On 17/12/2018 09:11, Jovanovska Sashka wrote:
Dear all,
We are a group of developers from Macedonia, who are currently working
with JenaDB. We are trying to implement Jena in our project and we did
a lot of research and decided that this may be the best approach for
us. The requirement for choosing of suitable database was defined to
store data about objects with their classes and attributes. The
database needs to be chosen in that way so it has the highest
(fastest) performance concerning RDF data, so objects can be retrieved
in shortest time possible. The analysis for choosing database have
shown that JENA TDB is the right approach for storing RDF data model,
which as triple store technology is shown as best option for RDF
structures (subject, predicate and object). It is concluded that the
JENA TDB database is capable to persist all objects according to
profile defined classes.
1. We have three environments. Their configurations are:
1.1 CPU 4 cores @ 2.2 GHz
1.2 16Gb - RAM
1.3 100Gb - Disk
2.1 CPU 16 cores @ 2.0 GHz
2.2 96Gb - RAM
2.3 500Gb - Disk
3.1 CPU 4 cores @ 3.2 GHz
3.2 16Gb - RAM
3.3 320Gb - SSD Disk
SSD is better especially when adding in multiple transactions.
Which setup was used to produce the figures?
We are using Jena version 3.6
The current Jena release is 3.9.0.
Are you using Fuseki or running TDB in your application?

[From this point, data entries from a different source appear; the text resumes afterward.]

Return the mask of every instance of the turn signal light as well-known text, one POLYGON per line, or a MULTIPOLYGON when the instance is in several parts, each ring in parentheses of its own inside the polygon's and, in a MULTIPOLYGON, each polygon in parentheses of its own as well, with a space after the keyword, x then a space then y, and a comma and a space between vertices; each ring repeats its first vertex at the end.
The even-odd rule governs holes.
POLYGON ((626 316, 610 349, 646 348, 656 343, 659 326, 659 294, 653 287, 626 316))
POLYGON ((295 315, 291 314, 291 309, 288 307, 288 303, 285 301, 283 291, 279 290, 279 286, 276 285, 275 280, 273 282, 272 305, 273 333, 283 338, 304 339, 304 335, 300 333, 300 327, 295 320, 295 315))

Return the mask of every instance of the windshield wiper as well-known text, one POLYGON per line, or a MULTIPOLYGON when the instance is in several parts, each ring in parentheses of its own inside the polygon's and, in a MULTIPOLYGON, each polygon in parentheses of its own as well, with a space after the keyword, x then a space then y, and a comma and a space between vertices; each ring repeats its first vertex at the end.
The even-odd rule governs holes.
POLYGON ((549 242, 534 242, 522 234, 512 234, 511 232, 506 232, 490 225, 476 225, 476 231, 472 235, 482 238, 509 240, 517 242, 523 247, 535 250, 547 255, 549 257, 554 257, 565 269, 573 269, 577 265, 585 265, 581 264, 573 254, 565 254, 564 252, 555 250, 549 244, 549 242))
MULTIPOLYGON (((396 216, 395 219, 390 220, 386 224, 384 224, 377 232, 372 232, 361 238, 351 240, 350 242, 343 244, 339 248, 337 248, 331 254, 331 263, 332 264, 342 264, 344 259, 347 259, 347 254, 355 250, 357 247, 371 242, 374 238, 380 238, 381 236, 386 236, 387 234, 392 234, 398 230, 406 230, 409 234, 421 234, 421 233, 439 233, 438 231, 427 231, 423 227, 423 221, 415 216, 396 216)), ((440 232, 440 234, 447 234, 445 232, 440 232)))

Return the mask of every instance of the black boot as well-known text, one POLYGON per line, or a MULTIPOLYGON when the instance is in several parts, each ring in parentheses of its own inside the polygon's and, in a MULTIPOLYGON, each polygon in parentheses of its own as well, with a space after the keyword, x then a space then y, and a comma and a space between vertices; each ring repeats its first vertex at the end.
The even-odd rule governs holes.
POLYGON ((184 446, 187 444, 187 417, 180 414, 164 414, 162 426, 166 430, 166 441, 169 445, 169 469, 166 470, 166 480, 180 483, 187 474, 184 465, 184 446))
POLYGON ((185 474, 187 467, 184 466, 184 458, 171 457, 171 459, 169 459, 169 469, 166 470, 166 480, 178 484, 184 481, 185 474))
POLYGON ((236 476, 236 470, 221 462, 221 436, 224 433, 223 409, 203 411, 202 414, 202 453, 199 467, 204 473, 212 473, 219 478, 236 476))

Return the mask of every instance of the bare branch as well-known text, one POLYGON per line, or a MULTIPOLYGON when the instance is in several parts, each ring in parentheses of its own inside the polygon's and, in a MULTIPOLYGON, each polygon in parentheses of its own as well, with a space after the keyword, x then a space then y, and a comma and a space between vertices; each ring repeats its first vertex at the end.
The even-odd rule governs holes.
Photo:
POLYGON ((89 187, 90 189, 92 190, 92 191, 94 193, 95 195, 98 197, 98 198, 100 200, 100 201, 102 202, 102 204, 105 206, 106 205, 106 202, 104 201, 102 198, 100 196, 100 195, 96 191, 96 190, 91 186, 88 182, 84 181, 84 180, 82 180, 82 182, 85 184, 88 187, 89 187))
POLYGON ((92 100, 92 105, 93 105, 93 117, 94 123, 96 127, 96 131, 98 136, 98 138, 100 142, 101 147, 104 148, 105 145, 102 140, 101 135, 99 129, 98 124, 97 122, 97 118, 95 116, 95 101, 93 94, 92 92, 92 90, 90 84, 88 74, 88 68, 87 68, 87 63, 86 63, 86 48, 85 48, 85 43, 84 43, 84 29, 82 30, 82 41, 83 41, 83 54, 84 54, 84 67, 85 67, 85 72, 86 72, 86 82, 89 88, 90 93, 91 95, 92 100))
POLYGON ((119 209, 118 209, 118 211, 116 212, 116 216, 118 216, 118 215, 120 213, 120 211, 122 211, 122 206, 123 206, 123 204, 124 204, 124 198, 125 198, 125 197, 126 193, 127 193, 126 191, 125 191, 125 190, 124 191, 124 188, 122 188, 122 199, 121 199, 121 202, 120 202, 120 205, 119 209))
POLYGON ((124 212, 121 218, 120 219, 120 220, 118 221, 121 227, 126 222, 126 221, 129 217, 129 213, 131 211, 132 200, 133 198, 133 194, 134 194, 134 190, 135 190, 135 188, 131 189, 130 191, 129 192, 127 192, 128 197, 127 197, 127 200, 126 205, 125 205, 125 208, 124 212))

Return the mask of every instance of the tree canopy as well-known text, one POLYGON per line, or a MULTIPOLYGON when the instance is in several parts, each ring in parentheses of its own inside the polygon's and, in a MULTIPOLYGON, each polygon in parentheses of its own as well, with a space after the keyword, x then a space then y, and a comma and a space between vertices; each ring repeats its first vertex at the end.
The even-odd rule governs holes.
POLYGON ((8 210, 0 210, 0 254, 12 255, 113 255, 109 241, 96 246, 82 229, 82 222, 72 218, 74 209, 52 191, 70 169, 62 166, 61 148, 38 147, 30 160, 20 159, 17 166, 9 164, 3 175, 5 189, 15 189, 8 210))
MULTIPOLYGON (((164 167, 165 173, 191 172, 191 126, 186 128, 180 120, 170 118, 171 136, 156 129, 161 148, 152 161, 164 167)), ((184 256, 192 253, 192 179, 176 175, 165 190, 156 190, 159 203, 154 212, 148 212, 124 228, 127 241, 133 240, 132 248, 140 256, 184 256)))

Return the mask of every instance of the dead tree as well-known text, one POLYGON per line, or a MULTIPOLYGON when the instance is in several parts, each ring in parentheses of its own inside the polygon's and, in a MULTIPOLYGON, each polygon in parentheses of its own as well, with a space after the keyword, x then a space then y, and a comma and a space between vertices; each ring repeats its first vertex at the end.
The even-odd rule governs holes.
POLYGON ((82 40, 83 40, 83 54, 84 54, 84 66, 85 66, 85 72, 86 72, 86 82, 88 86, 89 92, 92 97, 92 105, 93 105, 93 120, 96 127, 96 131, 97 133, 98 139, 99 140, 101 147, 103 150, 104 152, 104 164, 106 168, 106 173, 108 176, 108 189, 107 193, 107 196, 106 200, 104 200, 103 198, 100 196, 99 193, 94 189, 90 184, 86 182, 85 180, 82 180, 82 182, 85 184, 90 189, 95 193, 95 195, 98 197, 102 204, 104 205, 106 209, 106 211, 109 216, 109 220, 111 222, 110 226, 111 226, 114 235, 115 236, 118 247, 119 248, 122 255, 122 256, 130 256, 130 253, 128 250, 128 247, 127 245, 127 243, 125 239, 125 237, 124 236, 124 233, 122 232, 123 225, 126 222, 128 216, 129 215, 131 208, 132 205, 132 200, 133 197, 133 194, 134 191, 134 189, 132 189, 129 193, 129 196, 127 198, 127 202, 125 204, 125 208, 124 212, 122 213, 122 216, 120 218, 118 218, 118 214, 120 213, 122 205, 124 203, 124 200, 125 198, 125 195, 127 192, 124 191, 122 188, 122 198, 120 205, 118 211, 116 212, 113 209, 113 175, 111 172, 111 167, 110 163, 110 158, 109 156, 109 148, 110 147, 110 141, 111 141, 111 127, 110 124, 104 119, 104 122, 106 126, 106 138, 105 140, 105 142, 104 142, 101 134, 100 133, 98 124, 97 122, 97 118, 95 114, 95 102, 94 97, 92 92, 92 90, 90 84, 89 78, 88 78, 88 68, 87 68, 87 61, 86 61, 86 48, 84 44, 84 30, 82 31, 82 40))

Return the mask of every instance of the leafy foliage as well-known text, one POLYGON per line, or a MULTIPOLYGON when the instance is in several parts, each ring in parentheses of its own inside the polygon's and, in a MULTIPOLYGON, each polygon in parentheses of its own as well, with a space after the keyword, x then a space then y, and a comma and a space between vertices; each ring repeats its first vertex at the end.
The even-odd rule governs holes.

2. We are working on system that will contain data for objects with
unique object ID - mRID (Master Resource ID). The main goal of the
system is exchange of those objects between more systems. Importing of
model from file goes from model.write and with that is creating a
dataset. Also we are creating single objects with insert. Attached are
examples of our model, together with its namespaces.
3. Our objectives on terms of speed are for create and get to be less
then 30ms, and fully load database with 100M objects (~500M triplets).
Also we need to make export of the database, with correct tag names
from namespace of the objects (currently we receive all of them with
rdf:Description tag)
rdf:Description is not RDF data - it is part of the RDFXML format. You
can write out the database in RDF/XML (use RDFFormat.RDFXML_PLAIN, not
the default "pretty" format) if you want but other formats are more
efficient and more readable and are the same RDF data.
4. Currently we are getting numbers like 200ms or more for creating of
1 object and we think that we have reached the load limit of the
database which is currently full with 80 million objects.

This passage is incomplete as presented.